Spanish Prime Minister, Mariano Rajoy, insists that to accept Mr Carles Puigdemont’s legitimacy as President of the Generalitat of Catalonia while he remains in Belgium – where he is granted immunity according to Belgian law – is ‘illegal’ and that if the current situation continues, Catalan autonomy will remain suspended under the auspices of Article 155 of the Spanish constitution.

The attention Catalonia has recently attracted is mainly due to the unprecedented social and political non-violent mobilisation of grassroots citizens unhappy with the status quo, demanding not only self-determination and the right to decide their political future but more recently, due to the unresponsiveness of the Spanish government, full independence.

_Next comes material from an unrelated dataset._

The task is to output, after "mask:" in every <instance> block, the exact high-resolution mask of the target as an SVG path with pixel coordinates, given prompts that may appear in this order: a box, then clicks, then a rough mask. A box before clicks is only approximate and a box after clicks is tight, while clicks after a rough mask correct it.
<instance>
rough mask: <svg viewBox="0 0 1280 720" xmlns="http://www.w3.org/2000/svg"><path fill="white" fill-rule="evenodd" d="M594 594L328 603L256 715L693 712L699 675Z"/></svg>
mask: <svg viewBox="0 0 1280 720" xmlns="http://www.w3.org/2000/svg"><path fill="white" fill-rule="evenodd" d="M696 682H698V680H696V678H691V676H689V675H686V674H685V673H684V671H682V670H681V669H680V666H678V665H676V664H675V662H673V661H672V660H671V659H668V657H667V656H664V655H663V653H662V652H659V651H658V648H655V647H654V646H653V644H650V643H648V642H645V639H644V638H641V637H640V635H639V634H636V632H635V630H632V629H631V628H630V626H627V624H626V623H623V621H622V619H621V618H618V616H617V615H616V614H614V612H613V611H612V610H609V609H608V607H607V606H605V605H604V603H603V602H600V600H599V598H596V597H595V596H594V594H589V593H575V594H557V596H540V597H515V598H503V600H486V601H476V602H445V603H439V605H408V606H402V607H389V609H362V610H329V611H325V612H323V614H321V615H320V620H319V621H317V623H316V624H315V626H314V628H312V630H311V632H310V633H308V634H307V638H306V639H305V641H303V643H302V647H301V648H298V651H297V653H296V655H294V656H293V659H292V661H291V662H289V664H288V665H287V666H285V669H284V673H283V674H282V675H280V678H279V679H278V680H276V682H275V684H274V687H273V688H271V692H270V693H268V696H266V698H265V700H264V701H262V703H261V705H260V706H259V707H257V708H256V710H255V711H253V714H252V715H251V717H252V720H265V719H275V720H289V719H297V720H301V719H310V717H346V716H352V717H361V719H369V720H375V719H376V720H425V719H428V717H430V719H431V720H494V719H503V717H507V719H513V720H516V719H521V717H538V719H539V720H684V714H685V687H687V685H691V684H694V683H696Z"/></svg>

As expected, Catalonia could not accept the direct rule approved by the Spanish Senate in October 2017, a move conferring full power to the Spanish Prime Minister to trigger Article 155 of the Spanish Constitution and rule Catalonia directly. Notably, pro-independence parties secured a renewed majority in the Catalan parliament on 21 December 2017, although the pro-union centre-right Ciudadanos party won the election. The result was a blow to Rajoy who had hopes of defusing the constitutional crisis in Catalonia – a long shot when his Popular Party is under pressure regarding significant allegations of corruption.